Ein 26-Jähriger hat eine Studentin in München brutal vergewaltigt. Jetzt ist das Urteil im Prozess gefallen. 

München - Im Prozess um die Vergewaltigung auf einer Toilette an der Ludwig-Maximilians-Universität ist der Angeklagte zu einer Freiheitsstrafe von sechs Jahren und neun Monaten verurteilt worden. Das Landgericht blieb damit nur knapp unter der Forderung der Staatsanwaltschaft von sieben Jahren und zehn Monaten. Die Verteidigung forderte Freispruch wegen Schuldunfähigkeit.

Wie es laut BR heißt, verurteilte das Gericht den 26 Jahre alten Mann wegen schwerer Vergewaltigung, versuchter Vergewaltigung und schwerer Körperverletzung. Es stellte zudem eine erheblich verminderte Schuldfähigkeit fest. Deshalb erfolgt die Unterbringung in einer Psychiatrie.

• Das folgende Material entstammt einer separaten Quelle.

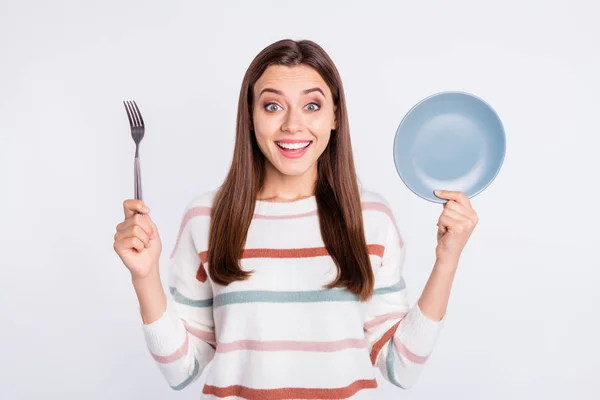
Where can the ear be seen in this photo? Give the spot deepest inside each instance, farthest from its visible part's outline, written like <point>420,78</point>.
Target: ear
<point>334,123</point>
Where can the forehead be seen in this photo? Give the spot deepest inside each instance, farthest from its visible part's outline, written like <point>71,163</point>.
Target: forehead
<point>291,80</point>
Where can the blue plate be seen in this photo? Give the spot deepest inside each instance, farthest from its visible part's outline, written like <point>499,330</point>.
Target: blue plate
<point>449,141</point>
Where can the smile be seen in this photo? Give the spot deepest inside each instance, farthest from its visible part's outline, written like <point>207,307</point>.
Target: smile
<point>294,149</point>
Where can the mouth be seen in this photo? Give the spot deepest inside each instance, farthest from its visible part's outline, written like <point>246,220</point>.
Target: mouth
<point>294,149</point>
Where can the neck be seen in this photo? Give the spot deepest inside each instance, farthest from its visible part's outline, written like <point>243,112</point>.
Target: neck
<point>280,187</point>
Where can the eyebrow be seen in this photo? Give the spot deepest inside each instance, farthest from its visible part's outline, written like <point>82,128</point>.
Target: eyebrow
<point>279,92</point>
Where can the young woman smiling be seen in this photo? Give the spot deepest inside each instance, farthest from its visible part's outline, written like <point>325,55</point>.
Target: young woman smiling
<point>288,277</point>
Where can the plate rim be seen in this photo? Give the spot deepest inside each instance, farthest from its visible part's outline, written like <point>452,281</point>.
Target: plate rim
<point>434,198</point>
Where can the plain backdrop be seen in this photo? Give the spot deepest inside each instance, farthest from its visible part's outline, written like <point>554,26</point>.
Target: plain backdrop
<point>522,322</point>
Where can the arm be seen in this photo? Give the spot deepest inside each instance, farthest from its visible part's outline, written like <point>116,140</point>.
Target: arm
<point>179,331</point>
<point>402,336</point>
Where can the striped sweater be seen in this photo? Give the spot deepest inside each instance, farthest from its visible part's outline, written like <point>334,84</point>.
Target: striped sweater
<point>280,334</point>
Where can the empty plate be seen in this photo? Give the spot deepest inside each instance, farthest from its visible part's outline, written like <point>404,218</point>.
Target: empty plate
<point>449,141</point>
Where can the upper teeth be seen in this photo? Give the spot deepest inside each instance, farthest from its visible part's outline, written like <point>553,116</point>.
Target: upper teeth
<point>293,146</point>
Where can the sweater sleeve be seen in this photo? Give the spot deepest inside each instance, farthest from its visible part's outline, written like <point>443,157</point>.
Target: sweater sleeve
<point>400,336</point>
<point>182,341</point>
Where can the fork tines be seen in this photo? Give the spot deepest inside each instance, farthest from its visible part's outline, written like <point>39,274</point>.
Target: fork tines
<point>134,115</point>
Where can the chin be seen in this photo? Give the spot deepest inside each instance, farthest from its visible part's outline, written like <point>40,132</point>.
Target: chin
<point>292,170</point>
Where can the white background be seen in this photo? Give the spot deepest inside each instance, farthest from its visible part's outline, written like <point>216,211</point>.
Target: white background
<point>523,313</point>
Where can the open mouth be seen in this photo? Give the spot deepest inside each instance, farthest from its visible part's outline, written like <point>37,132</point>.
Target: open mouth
<point>293,149</point>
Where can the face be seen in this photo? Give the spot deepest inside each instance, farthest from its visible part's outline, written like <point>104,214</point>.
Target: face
<point>293,115</point>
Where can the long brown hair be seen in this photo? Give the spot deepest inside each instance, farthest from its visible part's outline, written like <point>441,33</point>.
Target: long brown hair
<point>336,188</point>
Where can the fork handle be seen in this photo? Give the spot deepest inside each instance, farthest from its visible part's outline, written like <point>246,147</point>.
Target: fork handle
<point>137,176</point>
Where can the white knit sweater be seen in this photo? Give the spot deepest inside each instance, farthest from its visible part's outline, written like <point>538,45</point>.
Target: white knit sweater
<point>280,334</point>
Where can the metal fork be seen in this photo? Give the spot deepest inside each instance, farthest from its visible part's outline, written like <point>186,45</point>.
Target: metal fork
<point>137,133</point>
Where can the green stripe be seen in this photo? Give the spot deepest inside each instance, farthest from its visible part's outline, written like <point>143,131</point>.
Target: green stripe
<point>397,287</point>
<point>181,299</point>
<point>266,296</point>
<point>189,380</point>
<point>389,362</point>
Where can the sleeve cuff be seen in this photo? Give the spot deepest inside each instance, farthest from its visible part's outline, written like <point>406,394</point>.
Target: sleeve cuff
<point>418,332</point>
<point>165,335</point>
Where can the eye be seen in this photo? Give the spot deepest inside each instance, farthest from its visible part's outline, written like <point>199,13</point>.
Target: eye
<point>271,107</point>
<point>313,107</point>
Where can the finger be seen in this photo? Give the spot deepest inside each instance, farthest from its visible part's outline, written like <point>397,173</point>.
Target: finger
<point>447,223</point>
<point>459,208</point>
<point>454,215</point>
<point>130,207</point>
<point>134,231</point>
<point>129,244</point>
<point>459,197</point>
<point>140,220</point>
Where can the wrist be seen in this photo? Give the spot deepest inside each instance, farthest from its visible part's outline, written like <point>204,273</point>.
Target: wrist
<point>148,279</point>
<point>446,264</point>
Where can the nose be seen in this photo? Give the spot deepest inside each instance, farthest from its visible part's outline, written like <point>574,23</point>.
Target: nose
<point>294,122</point>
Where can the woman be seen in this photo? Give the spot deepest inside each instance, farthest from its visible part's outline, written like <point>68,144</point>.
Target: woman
<point>289,276</point>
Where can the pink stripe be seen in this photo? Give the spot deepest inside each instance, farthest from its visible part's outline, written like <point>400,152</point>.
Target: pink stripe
<point>303,215</point>
<point>208,337</point>
<point>182,351</point>
<point>291,345</point>
<point>407,353</point>
<point>382,318</point>
<point>205,212</point>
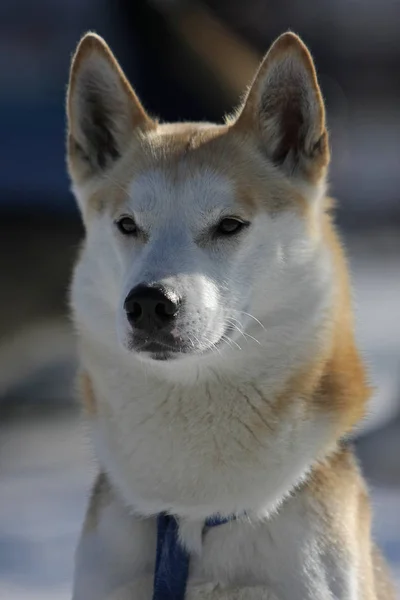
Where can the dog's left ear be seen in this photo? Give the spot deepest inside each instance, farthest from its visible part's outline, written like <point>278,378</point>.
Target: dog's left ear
<point>285,110</point>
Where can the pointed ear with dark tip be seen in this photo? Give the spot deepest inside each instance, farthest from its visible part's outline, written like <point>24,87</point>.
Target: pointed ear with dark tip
<point>284,108</point>
<point>103,110</point>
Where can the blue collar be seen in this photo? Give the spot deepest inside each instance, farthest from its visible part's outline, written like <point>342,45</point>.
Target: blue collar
<point>172,560</point>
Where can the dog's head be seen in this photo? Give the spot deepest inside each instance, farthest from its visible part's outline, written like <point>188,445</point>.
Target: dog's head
<point>201,239</point>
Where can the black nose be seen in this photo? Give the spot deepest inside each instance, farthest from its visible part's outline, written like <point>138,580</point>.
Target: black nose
<point>151,307</point>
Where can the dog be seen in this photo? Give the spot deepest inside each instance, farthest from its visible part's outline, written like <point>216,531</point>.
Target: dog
<point>219,370</point>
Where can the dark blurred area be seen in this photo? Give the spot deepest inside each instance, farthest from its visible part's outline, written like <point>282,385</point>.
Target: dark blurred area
<point>187,61</point>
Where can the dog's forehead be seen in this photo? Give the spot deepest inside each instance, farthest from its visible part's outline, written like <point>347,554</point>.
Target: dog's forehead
<point>181,191</point>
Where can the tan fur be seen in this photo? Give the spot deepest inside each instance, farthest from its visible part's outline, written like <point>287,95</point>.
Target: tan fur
<point>332,386</point>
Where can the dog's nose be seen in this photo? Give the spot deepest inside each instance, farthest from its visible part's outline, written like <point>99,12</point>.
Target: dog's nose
<point>151,307</point>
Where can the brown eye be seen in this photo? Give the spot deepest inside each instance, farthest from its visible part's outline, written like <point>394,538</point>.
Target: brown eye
<point>127,226</point>
<point>230,226</point>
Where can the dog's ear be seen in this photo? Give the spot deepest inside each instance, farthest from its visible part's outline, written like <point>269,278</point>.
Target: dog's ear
<point>103,111</point>
<point>285,110</point>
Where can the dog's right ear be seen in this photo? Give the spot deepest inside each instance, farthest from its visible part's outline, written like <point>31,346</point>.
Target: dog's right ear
<point>103,110</point>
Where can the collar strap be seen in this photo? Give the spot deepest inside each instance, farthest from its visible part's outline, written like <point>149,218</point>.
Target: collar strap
<point>172,560</point>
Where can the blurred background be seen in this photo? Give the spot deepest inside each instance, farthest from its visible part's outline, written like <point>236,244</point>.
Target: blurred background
<point>187,60</point>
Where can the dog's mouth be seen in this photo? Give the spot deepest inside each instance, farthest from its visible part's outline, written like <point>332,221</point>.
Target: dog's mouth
<point>164,347</point>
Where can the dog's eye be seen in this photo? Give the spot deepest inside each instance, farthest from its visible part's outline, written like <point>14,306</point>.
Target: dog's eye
<point>230,226</point>
<point>127,226</point>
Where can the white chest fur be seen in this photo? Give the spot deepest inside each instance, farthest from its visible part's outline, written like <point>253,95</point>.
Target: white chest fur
<point>215,447</point>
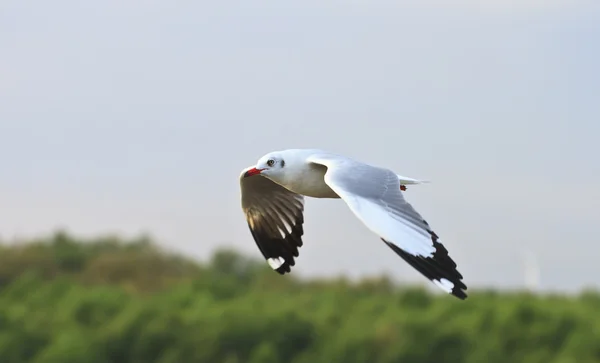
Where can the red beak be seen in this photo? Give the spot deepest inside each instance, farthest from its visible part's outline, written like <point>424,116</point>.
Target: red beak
<point>251,172</point>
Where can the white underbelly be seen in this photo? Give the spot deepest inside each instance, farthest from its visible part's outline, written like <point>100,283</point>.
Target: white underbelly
<point>311,185</point>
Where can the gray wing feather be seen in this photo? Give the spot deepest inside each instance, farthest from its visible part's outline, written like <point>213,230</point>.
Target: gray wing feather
<point>275,218</point>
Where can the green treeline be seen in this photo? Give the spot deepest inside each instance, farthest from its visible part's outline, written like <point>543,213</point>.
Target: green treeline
<point>64,300</point>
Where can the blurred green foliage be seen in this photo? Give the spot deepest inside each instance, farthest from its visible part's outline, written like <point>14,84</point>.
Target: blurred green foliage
<point>65,300</point>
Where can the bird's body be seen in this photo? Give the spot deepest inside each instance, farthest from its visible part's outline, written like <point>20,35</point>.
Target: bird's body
<point>273,200</point>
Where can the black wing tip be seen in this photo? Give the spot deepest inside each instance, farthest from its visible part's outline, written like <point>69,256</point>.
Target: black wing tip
<point>439,269</point>
<point>280,252</point>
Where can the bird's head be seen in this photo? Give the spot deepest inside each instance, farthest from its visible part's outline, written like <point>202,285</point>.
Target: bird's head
<point>270,165</point>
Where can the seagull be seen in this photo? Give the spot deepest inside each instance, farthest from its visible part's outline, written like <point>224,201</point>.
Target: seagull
<point>272,198</point>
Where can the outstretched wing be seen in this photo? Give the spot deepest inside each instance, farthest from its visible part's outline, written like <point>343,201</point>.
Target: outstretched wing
<point>275,218</point>
<point>373,194</point>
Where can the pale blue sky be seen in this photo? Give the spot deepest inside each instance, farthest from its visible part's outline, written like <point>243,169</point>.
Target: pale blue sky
<point>129,116</point>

Er hat seinem Opfer den Arm gebrochen

Der 26-Jährige hatte im Januar an der Münchner Universität eine Studentin brutal vergewaltigt. Er verfolgte die Frau in eine Damentoilette, öffnete die Tür mit roher Gewalt und vergewaltigte sie. Das ebenfalls 25 Jahre alte Opfer wehrte sich trotz eines noch nicht verheilten Armbruchs heftig, wenn auch letztlich vergeblich. Durch das aggressive Vorgehen des Täters hat er den frisch verheilten Arm erneut gebrochen. Drei Tage später versuchte er eine weitere Studentin zu überfallen, die sich aber wehrte und den Täter in die Flucht schlug. 

Kurz nach den Vorfällen nahm die Polizei den Täter fest. Dieser legte ein Geständnis ab.